Larson v. PEERLESS INSURANCE COMPANY

362 S.W.2d 863 | Tex. App. | 1962

362 S.W.2d 863 (1962)

C. J. LARSON, d/b/a Friendly Finance Company, Appellant,
v.
PEERLESS INSURANCE COMPANY, Appellee.

No. 16370.

Court of Civil Appeals of Texas, Fort Worth.

November 30, 1962.

Donald C. Gladden, Fort Worth, for appellant.

Jackson, Walker, Winstead, Cantwell & Miller, D. L. Case and Jack Pew, Jr., Dallas, for appellee.

*864 RENFRO, Justice.

Defendant Peerless Insurance Company issued to plaintiff Friendly Finance Company a fidelity bond effective April 27, 1960, covering plaintiff's employee Jack L. M. Draper, Jr.
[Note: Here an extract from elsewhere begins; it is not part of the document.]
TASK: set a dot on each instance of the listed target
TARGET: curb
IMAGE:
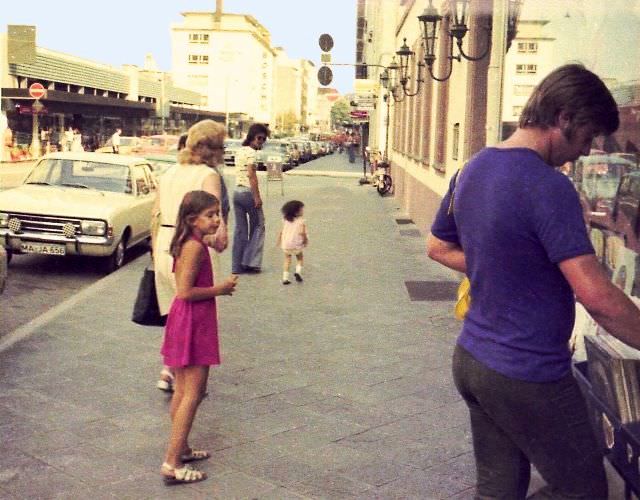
(28, 329)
Paragraph VI thereof provided: "This bond shall terminate as to future acts of any Employee immediately upon discovery by the insured, or, if a corporation, by any director thereof or by any officer thereof not in collusion with such Employee, of any fraudulent or dishonest act on the part of such Employee, whether in the service of the Employer or otherwise."

The parties stipulated:

"2. The bond in question was issued by Peerless Insurance Company and became effective April 27, 1960, for an indefinite period, and at the time of the discovery by Plaintiff of the shortage in question had not been cancelled unless, as is contended by Defendant, same was terminated as to Jack L. M. Draper, Jr. under the provision of Sec. A, paragraph VI, of such bond.

"3. On February 10, 1961, Plaintiff discharged Jack L. M. Draper, Jr. from its employ and on the following day found that said Draper was short in his accounts.
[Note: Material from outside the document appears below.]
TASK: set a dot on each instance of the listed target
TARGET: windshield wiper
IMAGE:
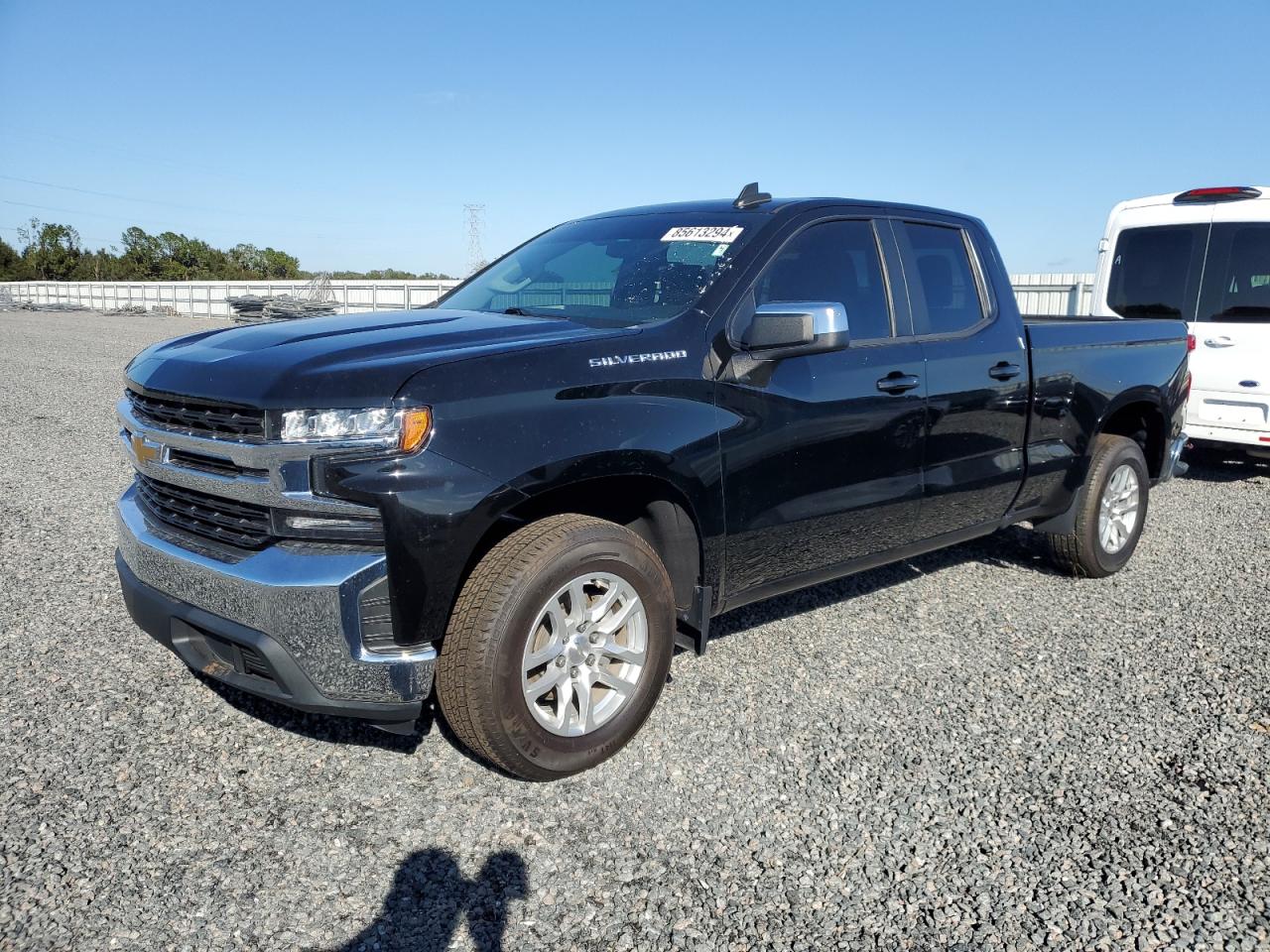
(522, 312)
"4. Jack L. M. Draper, Jr. misappropriated $2441.50 from Plaintiff before February 10, 1961, while in the employ of Plaintiff and after April 27, 1960.

"5. In February, 1960, Plaintiff discovered that Jack L. M. Draper, Jr. had misappropriated for Plaintiff the sum of approximately $500.00, which such shortage is no part of the $2441.50 hereinabove recited but is a prior and different transaction, and such $500.00 shortage had been discovered by Plaintiff before the issuance by Peerless Insurance Company of the bond here in issue and before the shortage for which Plaintiff sues. Plaintiff had permitted Draper to remain in its employ on the agreement that Draper would reimburse Plaintiff the amount of such loss. Neither Plaintiff nor Draper advised Defendant of the prior $500 misappropriation by Draper before or at the time of the issuance of the bond in question. The $500.00 misappropriation by Draper was a fraudulent or dishonest act."
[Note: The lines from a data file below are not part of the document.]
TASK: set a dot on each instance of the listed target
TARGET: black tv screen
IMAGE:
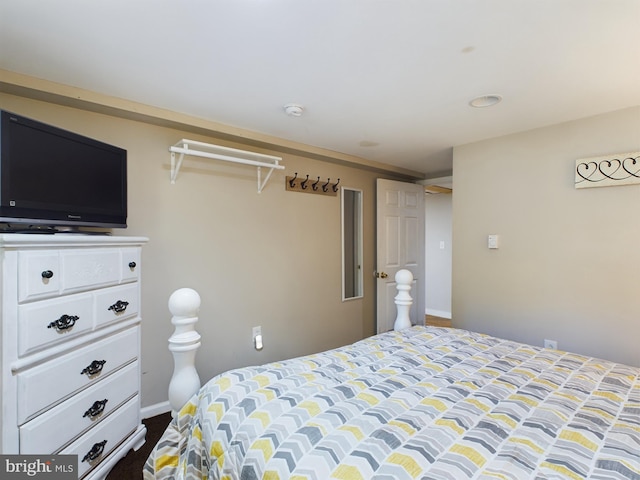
(53, 177)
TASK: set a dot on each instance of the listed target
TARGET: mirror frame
(351, 222)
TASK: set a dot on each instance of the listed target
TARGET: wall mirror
(351, 243)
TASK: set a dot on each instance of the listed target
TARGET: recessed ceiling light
(485, 100)
(293, 109)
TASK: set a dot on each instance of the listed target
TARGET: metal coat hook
(292, 182)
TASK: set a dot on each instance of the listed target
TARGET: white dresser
(70, 339)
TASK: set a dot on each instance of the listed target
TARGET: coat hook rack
(295, 184)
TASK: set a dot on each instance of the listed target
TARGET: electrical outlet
(257, 338)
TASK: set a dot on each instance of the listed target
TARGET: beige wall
(438, 217)
(271, 259)
(568, 266)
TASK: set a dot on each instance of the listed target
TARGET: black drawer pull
(64, 322)
(95, 367)
(119, 307)
(95, 451)
(96, 409)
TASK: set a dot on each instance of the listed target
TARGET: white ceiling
(385, 80)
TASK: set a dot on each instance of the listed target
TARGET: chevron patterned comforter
(422, 403)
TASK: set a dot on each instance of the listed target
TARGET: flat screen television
(51, 178)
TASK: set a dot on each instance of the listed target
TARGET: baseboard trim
(156, 409)
(438, 313)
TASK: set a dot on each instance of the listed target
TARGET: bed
(414, 403)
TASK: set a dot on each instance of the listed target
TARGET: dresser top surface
(22, 240)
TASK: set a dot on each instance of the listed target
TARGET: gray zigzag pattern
(423, 403)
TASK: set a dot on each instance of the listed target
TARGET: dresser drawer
(95, 445)
(116, 304)
(39, 275)
(50, 431)
(91, 268)
(46, 274)
(47, 384)
(47, 322)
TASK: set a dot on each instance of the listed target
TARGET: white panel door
(400, 244)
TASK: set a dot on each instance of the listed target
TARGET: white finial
(403, 301)
(184, 305)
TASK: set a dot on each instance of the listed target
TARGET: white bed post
(184, 305)
(403, 301)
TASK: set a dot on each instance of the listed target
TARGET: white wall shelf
(216, 152)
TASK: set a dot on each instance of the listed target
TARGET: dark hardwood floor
(130, 467)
Judgment was entered for the defendant.

The plaintiff by point of error contends the trial court erred in holding that the bond at the time of the loss was terminated and afforded no coverage with respect to Draper.

The employee misappropriated $500.00 before the bond was issued. Plaintiff knew that the employee had so misappropriated said money. The employee Draper was the only person named in said bond. Neither plaintiff nor Draper, either before or after the bond was executed, advised defendant of Draper's prior "fraudulent or dishonest act". As we construe paragraph VI of the bond, quoted above, future acts refer to acts of Draper occurring after plaintiff discovers fraudulent or dishonest acts. The misappropriation of the $2441.50 was a future act which occurred after plaintiff had notice of Draper's misappropriation of the $500.00, and of which fact defendant had no notice.

In a case similar to the instant case, both as to facts and bond provision, the Supreme Court of Mississippi in McGee v. Maryland Casualty Co., 240 Miss. 447, 127 So. 2d 656, held that the subsequent fraudulent and dishonest acts were expressly excluded by the terms of the bond.

We hold that the $2441.50 item was expressly excluded from coverage by the provisions of paragraph VI, and therefore affirm the judgment of the trial court.